Too bad the Trivial Pursuit is based on the movies. I'm a massive Potter meganerd, but the movies are only okay. Other than Azkaban and specific moments of the last four, the movie franchise is wildly disappointing. But I've read each of the books at least 8 times.
Your live tweeting of your first run through GOT is one of my favorite things ever.
As a person that has only seen the movies I enjoyed the movies a lot. I thought they were very well done. Books are always better than the movies. Azkaban is my least favorites of the movies. To me it doesn't make sense all the time. My son who is a total HP nerd says it would make more sense if you read the book. I do like how it is quite a bit darker than the first 2. I would expect nothing else when Alfonso Cuaron is directing. My favorite of the movies is the Goblet of Fire.
I really should read the books, I have just never got around to it.
As a person that has only seen the movies I enjoyed the movies a lot. I thought they were very well done. Books are always better than the movies. Azkaban is my least favorites of the movies. To me it doesn't make sense all the time. My son who is a total HP nerd says it would make more sense if you read the book. I do like how it is quite a bit darker than the first 2. I would expect nothing else when Alfonso Cuaron is directing. My favorite of the movies is the Goblet of Fire.
I really should read the books, I have just never got around to it.
1 hour ago, Landlord said:
Let me just tell you you're missing out on a lot. Not in a pretentious way, I'm just trying to let you know as a friend that there is a neverending treasure chest of wonder in the books that the movies didn't/couldn't replicate.
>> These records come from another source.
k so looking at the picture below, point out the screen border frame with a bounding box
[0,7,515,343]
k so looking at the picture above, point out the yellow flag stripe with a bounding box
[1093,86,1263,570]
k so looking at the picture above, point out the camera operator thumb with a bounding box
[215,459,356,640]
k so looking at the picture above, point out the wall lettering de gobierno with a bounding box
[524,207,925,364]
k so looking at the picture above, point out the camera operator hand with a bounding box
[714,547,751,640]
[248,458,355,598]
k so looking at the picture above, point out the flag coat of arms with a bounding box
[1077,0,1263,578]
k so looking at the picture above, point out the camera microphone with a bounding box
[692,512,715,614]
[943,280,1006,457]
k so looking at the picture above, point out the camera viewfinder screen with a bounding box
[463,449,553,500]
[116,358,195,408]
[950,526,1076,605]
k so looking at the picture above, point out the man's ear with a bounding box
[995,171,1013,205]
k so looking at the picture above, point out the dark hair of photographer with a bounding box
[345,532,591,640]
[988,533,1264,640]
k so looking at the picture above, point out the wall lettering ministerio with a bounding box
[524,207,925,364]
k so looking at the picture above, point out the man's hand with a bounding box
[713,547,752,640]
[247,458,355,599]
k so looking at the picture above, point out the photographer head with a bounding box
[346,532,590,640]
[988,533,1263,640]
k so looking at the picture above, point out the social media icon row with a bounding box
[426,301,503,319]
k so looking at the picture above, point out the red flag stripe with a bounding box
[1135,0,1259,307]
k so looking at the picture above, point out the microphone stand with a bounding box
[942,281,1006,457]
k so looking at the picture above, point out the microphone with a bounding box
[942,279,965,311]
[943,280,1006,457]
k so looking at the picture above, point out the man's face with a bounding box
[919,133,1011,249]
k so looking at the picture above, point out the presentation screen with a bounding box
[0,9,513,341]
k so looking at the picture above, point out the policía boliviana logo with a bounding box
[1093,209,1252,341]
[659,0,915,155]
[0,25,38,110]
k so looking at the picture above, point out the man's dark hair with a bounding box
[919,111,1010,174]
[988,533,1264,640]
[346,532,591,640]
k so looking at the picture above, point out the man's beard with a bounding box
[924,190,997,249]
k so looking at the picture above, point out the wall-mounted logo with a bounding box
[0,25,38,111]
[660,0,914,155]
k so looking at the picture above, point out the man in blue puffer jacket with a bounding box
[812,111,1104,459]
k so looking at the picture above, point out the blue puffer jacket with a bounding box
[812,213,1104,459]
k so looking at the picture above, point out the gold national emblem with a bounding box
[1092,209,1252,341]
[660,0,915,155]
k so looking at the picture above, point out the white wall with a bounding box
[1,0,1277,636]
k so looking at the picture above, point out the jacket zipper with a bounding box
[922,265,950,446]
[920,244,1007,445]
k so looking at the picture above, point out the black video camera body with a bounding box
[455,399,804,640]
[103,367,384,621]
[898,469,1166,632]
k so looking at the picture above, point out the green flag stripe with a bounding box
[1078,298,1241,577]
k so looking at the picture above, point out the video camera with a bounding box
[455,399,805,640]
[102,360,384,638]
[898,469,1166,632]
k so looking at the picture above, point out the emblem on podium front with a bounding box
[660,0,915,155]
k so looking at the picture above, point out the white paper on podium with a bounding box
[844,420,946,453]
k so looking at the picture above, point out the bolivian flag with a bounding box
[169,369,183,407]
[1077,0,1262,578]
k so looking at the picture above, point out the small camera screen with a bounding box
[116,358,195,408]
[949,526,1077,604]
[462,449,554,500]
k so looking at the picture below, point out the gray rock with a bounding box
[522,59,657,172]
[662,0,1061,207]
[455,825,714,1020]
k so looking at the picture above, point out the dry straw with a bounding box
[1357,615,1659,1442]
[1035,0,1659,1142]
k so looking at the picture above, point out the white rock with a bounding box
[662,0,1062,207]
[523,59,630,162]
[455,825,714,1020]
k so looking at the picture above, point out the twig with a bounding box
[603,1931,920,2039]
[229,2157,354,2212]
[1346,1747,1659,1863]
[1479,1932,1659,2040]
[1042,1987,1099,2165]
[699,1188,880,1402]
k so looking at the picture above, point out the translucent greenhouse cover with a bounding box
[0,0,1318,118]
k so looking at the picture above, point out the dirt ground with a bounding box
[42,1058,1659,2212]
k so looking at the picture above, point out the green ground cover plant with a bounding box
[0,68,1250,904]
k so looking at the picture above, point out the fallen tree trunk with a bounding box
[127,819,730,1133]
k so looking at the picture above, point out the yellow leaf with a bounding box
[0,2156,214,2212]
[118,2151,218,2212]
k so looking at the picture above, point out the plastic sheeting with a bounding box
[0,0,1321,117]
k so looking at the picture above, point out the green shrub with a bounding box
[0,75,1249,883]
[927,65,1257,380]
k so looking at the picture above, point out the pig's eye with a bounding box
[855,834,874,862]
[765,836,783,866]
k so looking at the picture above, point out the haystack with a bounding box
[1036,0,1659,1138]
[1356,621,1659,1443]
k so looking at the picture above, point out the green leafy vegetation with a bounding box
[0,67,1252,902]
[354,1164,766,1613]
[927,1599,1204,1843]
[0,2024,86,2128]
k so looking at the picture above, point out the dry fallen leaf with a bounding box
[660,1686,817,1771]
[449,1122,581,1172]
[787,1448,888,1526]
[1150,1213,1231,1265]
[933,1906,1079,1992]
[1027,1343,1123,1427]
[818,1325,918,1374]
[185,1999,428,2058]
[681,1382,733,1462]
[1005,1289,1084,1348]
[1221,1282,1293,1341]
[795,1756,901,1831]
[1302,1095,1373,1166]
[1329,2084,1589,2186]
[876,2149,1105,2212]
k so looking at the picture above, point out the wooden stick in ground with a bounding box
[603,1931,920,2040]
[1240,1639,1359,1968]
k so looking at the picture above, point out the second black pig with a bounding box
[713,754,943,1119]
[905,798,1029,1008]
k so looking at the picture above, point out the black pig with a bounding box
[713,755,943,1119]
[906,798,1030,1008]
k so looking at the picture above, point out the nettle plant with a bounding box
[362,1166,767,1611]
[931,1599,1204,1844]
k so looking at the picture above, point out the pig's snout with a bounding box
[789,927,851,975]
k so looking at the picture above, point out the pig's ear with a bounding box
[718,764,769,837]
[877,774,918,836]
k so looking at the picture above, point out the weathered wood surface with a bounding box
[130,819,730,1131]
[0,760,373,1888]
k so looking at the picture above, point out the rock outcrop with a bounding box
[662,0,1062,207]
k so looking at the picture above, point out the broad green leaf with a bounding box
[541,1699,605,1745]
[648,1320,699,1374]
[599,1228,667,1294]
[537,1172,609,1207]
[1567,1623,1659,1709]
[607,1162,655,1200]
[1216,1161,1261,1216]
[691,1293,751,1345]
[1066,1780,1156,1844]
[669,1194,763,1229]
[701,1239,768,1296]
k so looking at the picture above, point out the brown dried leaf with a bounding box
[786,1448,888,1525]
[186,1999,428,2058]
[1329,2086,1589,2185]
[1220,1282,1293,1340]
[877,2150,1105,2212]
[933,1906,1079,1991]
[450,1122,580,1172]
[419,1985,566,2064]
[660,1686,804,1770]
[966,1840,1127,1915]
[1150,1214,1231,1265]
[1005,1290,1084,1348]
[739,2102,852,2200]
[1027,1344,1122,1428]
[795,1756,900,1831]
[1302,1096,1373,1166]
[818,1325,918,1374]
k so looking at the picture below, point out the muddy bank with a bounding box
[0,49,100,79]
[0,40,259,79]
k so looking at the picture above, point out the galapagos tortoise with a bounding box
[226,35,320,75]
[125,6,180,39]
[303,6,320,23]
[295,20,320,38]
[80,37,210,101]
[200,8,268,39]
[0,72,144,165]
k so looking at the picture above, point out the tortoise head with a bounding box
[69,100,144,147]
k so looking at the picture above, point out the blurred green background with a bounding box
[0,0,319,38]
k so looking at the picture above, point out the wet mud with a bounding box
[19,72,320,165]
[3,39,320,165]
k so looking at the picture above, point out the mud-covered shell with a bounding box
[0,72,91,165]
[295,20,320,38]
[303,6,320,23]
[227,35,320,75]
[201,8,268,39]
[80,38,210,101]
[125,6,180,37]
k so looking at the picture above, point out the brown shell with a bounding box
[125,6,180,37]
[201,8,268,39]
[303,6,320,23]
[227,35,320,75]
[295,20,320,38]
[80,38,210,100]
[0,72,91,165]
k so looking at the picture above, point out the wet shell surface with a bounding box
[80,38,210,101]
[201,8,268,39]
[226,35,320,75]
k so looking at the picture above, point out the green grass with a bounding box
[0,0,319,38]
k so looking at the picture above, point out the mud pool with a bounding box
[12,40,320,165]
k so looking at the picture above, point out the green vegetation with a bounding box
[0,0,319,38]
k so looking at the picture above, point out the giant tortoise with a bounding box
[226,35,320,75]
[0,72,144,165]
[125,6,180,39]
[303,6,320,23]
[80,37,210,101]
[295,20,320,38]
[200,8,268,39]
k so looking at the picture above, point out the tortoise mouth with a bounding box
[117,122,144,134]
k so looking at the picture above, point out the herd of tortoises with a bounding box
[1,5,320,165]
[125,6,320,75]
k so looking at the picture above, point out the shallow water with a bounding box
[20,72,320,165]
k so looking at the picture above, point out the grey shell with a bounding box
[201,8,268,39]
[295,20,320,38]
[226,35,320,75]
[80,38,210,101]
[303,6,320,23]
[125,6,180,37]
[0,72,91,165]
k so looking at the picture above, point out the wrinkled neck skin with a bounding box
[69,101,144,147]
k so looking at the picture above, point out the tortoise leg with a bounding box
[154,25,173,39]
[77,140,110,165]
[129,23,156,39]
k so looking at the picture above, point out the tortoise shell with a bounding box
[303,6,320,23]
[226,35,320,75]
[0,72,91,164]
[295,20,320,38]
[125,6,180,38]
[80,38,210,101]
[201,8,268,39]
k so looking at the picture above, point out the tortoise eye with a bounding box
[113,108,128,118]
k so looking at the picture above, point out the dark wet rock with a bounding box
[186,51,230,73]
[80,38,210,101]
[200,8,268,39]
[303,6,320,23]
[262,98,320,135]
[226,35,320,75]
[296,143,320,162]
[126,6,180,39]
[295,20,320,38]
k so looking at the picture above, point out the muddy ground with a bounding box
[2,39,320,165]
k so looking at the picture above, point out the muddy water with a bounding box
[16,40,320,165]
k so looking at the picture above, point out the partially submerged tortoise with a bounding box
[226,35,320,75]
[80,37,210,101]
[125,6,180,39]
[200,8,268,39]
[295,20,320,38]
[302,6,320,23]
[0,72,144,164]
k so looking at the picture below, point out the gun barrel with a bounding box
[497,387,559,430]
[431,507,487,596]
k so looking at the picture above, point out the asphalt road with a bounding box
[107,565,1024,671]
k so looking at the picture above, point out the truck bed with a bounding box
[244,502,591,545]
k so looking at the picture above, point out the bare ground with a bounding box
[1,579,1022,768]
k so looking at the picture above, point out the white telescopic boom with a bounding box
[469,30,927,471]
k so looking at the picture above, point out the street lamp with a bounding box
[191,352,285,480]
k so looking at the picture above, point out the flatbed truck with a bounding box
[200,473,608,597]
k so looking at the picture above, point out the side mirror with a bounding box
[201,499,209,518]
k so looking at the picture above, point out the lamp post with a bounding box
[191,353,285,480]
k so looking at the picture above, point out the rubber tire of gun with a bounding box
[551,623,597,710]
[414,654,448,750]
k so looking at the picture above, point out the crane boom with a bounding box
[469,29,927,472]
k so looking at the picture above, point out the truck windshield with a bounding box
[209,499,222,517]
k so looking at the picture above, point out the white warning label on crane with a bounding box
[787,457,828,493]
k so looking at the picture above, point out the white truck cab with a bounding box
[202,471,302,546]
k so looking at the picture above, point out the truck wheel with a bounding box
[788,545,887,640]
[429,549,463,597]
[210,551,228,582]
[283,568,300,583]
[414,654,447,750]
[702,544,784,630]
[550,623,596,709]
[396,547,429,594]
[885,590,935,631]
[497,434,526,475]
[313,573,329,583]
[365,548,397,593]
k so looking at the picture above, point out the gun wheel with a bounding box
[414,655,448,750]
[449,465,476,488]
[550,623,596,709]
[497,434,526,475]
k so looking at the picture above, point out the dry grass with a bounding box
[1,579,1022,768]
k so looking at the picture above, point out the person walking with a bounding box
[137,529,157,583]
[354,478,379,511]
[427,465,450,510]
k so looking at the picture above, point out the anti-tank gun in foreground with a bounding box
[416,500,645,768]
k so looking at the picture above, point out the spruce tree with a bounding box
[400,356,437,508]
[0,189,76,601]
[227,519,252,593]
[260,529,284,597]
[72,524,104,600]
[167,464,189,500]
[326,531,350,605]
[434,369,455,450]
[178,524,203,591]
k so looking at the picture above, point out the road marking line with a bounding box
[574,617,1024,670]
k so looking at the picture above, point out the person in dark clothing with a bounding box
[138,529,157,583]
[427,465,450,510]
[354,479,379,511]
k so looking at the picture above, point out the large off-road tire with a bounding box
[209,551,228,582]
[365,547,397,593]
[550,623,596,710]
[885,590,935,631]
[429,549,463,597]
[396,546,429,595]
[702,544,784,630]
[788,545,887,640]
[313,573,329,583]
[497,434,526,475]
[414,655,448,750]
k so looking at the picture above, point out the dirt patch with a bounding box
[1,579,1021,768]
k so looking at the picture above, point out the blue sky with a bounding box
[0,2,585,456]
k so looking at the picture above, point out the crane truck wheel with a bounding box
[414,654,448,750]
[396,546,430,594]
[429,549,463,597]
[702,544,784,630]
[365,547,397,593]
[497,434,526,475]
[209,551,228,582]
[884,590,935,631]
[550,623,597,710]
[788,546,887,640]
It's partly that movies can't do what books do, but it's also partly that the HP book series is one of the all time most imaginative pieces of fiction ever made, and the HP movie franchise is mostly pretty standard fare stuff.
Also, this:
And the idiot could have hired a muggle private detective to find Harry Potter at any time, he was hiding in plain sight in a quiet neighborhood. His location was protected from magic but perfectly accessible to normal people.
This is a fair reality-based criticism of Voldemort but rationale like this can be applied equally to anybody in the wizarding universe. There are tons and tons and tons of muggle technology/social inventions that would make life way easier for wizards, but some kind of sociological elixir of pride/separatism/obsession with wonder/social conditioning/etc. keeps their world from caring or utilizing such things. Like, Arthur Weasley is shunned and thought of as 'less than' because of his fascination and enjoyment of muggle culture. Social pressure is am immensely powerful force and would have been even moreso on a kid/adult like Tom Riddle who grew to despise all things muggle.